Description
Delicious baked salmon paired with tender asparagus, drizzled with olive oil and garnished with fresh herbs.
Ingredients
Scale
- 1 pound thin asparagus
- 1 pound salmon, wild caught if possible
- 2 tablespoons olive oil
- Kosher salt and fresh ground black pepper, to taste
- 1 Lemon
- Minced fresh herbs (like chives, mint or thyme), for garnish
Instructions
- Allow salmon to come to room temperature.
- Preheat the oven to 425°F. Line a baking sheet with foil.
- Trim the asparagus. Place it on the baking sheet and toss it with 2 tablespoons olive oil (this also oils the foil). Sprinkle with 1/2 teaspoon kosher salt and fresh ground black pepper.

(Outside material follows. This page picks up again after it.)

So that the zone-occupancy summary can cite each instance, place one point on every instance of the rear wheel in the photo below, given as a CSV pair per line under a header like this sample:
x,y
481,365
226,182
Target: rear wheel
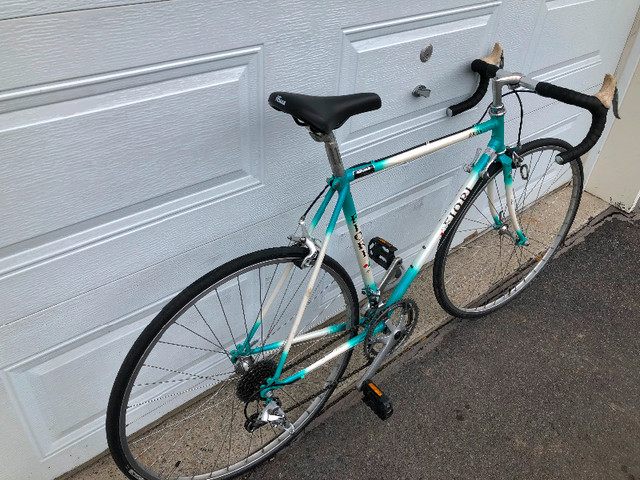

- Pat the salmon dry and place it on the foil. Drizzle it with 1 teaspoon olive oil. Sprinkle the salmon with 1/2 teaspoon kosher salt and fresh ground black pepper. Place asparagus around the salmon.

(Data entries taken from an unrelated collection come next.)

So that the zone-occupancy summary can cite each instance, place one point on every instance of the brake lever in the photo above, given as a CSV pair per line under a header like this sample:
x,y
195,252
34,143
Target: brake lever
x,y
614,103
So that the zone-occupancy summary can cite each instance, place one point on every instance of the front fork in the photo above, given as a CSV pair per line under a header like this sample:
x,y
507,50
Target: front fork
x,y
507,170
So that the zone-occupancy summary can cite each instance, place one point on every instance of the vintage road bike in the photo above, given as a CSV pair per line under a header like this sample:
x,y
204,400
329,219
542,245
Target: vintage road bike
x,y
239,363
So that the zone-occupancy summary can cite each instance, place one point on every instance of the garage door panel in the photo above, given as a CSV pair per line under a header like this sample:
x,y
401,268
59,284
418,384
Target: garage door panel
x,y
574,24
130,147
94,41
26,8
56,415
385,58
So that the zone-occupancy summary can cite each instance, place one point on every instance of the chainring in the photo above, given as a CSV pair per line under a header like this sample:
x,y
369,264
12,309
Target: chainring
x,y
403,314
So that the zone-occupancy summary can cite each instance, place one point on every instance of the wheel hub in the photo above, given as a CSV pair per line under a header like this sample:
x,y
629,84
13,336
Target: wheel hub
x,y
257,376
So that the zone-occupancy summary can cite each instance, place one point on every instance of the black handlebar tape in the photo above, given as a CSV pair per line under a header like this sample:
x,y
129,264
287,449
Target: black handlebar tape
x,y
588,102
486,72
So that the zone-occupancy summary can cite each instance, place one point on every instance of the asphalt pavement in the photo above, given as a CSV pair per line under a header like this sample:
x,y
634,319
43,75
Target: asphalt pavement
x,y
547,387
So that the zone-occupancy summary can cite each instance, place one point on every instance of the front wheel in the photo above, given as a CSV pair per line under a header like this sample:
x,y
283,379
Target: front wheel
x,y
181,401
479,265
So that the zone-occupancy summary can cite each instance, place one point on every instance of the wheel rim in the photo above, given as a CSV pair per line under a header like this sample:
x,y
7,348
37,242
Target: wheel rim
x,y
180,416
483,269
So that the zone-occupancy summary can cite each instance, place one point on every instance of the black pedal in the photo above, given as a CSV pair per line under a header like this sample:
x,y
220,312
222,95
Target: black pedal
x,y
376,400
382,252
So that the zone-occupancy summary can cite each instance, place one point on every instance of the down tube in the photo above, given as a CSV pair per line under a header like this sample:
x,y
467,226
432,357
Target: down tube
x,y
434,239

- Slice the lemon into wheels and place them on top of the asparagus (but not the salmon). Squeeze juice from the two ends of the lemon onto the tray. Then add the chopped fresh herbs on top of everything.
- Bake for 9 to 12 minutes until the asparagus is tender at the thickest part, and the salmon is just tender and pink at the center (the internal temperature should be between 125 to 130°F in the center for done). If the salmon is done before the asparagus (the asparagus is thick), remove it from the tray and continue cooking just the asparagus until tender.
Notes
- Be sure to watch the salmon closely to prevent overcooking.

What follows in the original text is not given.